I'd point to a few. The first is pricing. Pricing will continue to build in terms of the value it generates for us as we move through the year. In Q1, it was fairly limited. It was about 50 basis points of benefit to margin. This last quarter, it was about 100 basis points. I think by Q3, it's starting to approach 200. It's probably still a little bit south of 200. And by the fourth quarter, I think the benefit will be well over 200 bps to gross margin. So you're going to see that building value from the pricing actions we have taken or the additional ones we announced today that we'll take over the back half of the year.
In addition, when you think about our cost savings program, we're on track to have another very good year, but you will see that phasing in a little bit more back-half weighted. And so in the front half of the year, we generated about 80 to 90 bps of benefit. You should see that north of 100 bps in the back half of the year, and that's just the timing of the projects, how they happen to play out this year. And then the other item I'd point to is, as you look at the cost inflation we're dealing with, Q2 was the most challenging quarter from a year-over-year perspective.
As we get to the back half of the year, while we're still operating in an inflationary environment, the year-over-year change is much smaller because we really started to see a run up in commodities at the beginning of calendar year '21 with the ice storm in Texas. And so on a sequential basis in Q3 and Q4, those increases in both commodities, transportation, in manufacturing, they'll be a lower hit to margin as we move through the quarters.
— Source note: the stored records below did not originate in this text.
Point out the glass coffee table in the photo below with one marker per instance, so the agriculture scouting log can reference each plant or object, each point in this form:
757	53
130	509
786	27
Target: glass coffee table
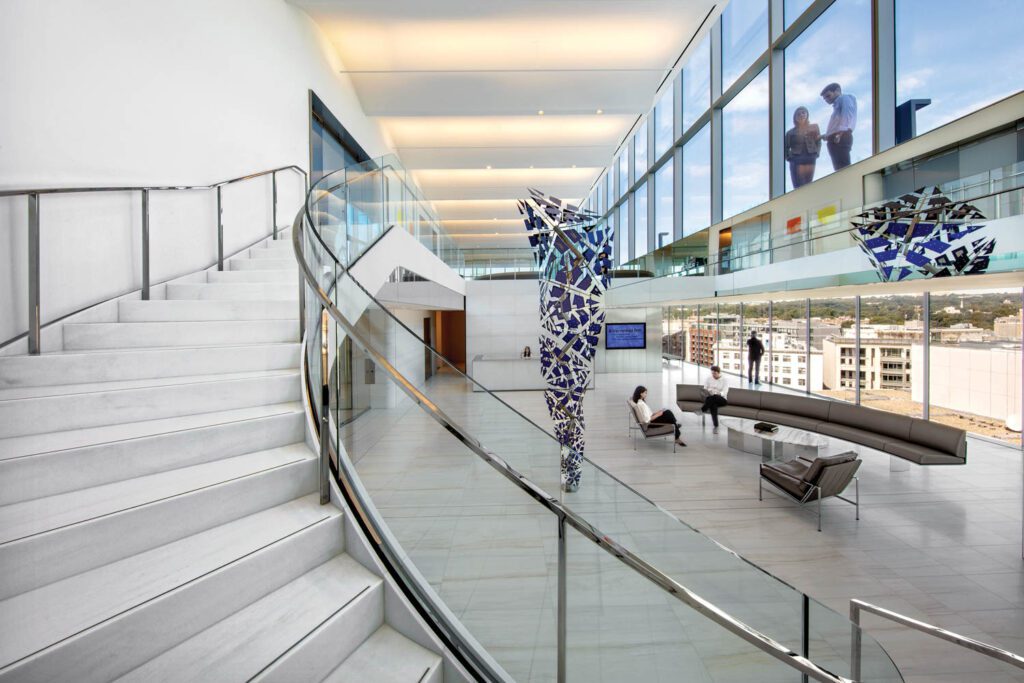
786	443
And then finally, Chris, to your last comment, which is spot on as it relates to mix. We've talked about this for the last few quarters.
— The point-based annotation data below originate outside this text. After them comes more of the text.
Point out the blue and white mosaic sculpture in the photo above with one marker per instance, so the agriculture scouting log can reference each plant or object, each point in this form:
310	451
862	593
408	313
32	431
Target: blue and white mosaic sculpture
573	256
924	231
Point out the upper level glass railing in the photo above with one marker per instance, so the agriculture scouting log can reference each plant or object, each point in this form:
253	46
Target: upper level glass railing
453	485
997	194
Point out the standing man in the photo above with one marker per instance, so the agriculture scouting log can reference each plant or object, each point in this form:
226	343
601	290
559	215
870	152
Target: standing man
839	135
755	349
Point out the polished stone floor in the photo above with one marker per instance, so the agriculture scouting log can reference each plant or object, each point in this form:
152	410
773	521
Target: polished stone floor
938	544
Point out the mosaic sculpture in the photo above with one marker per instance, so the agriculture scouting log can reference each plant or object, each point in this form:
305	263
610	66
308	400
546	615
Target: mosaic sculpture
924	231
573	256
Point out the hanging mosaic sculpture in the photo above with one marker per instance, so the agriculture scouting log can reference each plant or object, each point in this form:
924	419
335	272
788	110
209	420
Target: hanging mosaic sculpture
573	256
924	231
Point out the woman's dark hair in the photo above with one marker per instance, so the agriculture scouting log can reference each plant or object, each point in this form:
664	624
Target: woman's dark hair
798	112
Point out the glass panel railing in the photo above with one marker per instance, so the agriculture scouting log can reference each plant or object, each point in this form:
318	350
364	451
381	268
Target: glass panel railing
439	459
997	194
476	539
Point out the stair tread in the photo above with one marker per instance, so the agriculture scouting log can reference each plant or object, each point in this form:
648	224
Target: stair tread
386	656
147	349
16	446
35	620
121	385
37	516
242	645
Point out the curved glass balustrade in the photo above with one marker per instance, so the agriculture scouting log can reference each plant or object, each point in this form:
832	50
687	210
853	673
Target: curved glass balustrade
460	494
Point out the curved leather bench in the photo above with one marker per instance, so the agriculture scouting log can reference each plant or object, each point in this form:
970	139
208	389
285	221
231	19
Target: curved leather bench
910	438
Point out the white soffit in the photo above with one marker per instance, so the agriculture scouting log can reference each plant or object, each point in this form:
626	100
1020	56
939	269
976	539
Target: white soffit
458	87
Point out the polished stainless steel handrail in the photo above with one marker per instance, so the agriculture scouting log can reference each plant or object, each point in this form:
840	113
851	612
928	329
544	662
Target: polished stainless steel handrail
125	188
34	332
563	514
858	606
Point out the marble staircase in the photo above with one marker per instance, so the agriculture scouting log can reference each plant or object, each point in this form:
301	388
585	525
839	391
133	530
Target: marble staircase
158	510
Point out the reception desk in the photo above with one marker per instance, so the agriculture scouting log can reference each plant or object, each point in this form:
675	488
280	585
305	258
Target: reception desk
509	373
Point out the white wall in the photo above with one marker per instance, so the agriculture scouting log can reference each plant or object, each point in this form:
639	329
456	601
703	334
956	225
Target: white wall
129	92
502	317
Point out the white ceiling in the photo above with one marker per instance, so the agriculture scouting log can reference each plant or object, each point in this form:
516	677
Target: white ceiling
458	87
We had a temporary benefit during the pandemic when we significantly reduced the number of products we offer to increase supply. As we are reintroducing our full line of products, including multipacks, that does have a mix hit. There will be about four quarters of that unwinding that temporary benefit, which will go through Q3, the current quarter end. And by the fourth quarter, we've lapped that, and we should not see a mix drag to margins, so we'll also get that benefit.
And then the last one is, as you mentioned, deleveraging. With volumes down in the front half of this year, there was some deleveraging that impacted margins. But in the back half of the year, we expect volumes to be flat, if not up. And so we should not expect that drag either. And so those are the elements of how we move through the year and why we expect to see margins building as we move through Q4.